Sahabe Efendilerimiz kalplerinde Efendimize yer verdikleri için her biri hidayet yıldızı oldular. Peki bu mertebe nasıl ulaştılar, Efendimizin meclisinde bulundular, sohbetlerine katıldılar.
Efendimiz ne buyurduysa yaşadılar, eşlerine, evlatlarına, arkadaşlarına yaşattılar, Mevla da “Ben onlardan razıyım” buyurdu.
Önderin kim ise örneğinde odur, örneğini ne kadar örnek alırsan o kadar öğrenirsin, o kadar kazanırsın, bizim önderimiz Efendimiz (s.a.v.)
Mükemmel İnsanlar önderlerini örnek alarak mükemmel olmuşlardır.
Sevdiğin 10 kişiyi yemeğe davet ettin, ama aralarında bir tanesi sevmediğin bir kişiyi getirdi, Ne yaparsın o sevdiğin kişi hatırına onu da kabul edersin oda aynı sofradan nasiplenir.
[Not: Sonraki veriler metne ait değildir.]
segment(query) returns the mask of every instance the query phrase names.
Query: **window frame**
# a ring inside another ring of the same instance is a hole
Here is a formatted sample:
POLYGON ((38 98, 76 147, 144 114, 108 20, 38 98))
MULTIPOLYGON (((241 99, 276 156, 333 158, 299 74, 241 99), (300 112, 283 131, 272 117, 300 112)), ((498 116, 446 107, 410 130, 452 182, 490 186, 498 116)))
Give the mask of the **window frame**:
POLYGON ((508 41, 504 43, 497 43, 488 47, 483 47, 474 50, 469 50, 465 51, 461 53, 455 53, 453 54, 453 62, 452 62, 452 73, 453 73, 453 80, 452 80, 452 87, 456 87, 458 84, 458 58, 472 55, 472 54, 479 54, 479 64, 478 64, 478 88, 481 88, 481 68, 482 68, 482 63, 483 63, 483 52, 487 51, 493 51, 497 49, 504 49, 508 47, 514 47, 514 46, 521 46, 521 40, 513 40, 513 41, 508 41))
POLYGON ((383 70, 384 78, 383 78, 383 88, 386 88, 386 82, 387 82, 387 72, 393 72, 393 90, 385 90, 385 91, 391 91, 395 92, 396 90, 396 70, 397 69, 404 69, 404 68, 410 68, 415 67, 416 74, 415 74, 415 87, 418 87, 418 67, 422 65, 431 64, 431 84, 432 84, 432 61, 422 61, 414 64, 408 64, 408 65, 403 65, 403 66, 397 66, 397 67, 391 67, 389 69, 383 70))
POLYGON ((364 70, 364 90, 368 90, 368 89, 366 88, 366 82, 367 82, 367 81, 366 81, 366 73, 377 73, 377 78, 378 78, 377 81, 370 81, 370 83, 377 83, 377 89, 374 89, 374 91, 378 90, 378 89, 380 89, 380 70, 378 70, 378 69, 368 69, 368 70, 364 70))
Mevla’nın sevdiği kulların kalbine gireceğiz ki onların hürmetine bizde Mevlamızın güzelliklerinden istifade edelim.
Efendimiz ayakları şişene kadar ibadet edermiş, Aişe annemizde Efendimize “Gelmiş ve geçmiş günahların affedildiği halde neden bu kadar ibadet edersin” demiş.
Efendimiz de “Ya Aişe Rabbime şükredici bir kul olmayayım mı” buyurur.
Eski kavimlerde bu kadar imkan yoktu, 500 yıl Peygamber gelmemişti. Şimdi camiler, hocalar, alimler, ulemalar, medreseler var daha ne istiyoruz.
Hoca anlatıyor çok iyi dinliyoruz, ama sadece iyi dinliyoruz. Tatbikatta sıkıntımız var.
Çok etkilendiğim bir olay; Bir gün Adapazarına gittim, bir amcayı ziyaret ettim göz suyu kuruduğu için kör olmuş, aynı yerde bir kişiyi daha ziyaret ettim onun da göz suyu fazla olduğu için kör olmuş, sonra düşündüm ki gözlerimizin ölçülü olması ne büyük nimetmiş.
Güneş, ay, yağmur, toprak, yiyecekler, içecekler her şey bizim için, yeryüzünü döşek yaptım, gökyüzünü kubbe yaptım sizi korudum buyuruyor Mevla Teala.
Bu mükemmel nimetlerin karşısında bizden sadece kulluk istiyor.
İşyerinde namaz kıldırmayan adam ben Firavun’um diyor. Çünkü Mevla’nın hükmünü kabul etmiyor, benim hükmüm geçer diyor.
Mevla’ya şirk koşanın firavundan farkı yok.
Kur’an-ı Kerim Rabbimizin kelamıdır, aksine bir kitap bir hüküm kimse getiremez.
Efendi Hazretlerimize geliyorlar, Sen bize çocuklarını okut diyorsun ama bu çocukların geleceği ne olacak diyorlar. İki gün sonrada gelip Hocalar çok yiyor diyorlar. İşte Hocaların rızkı bol Mevla onlara sahip çıkıyor anlayamıyorlar.
Aynı şekilde bana geliyorlar, çocuk medresede okursa fakir olur, sıkıntı çeker diyorlar. Sonra Mevla yardım ediyor sahip çıkıyor akıtıyor, bu seferde “Hoca bu değirmenim suyu nerden akıyor” diyorlar. Bende diyorum ki “Mevla’dan akıyor Mevla’dan”
Hocamızın sohbeti dua, musafaha ve ikram ile bitti.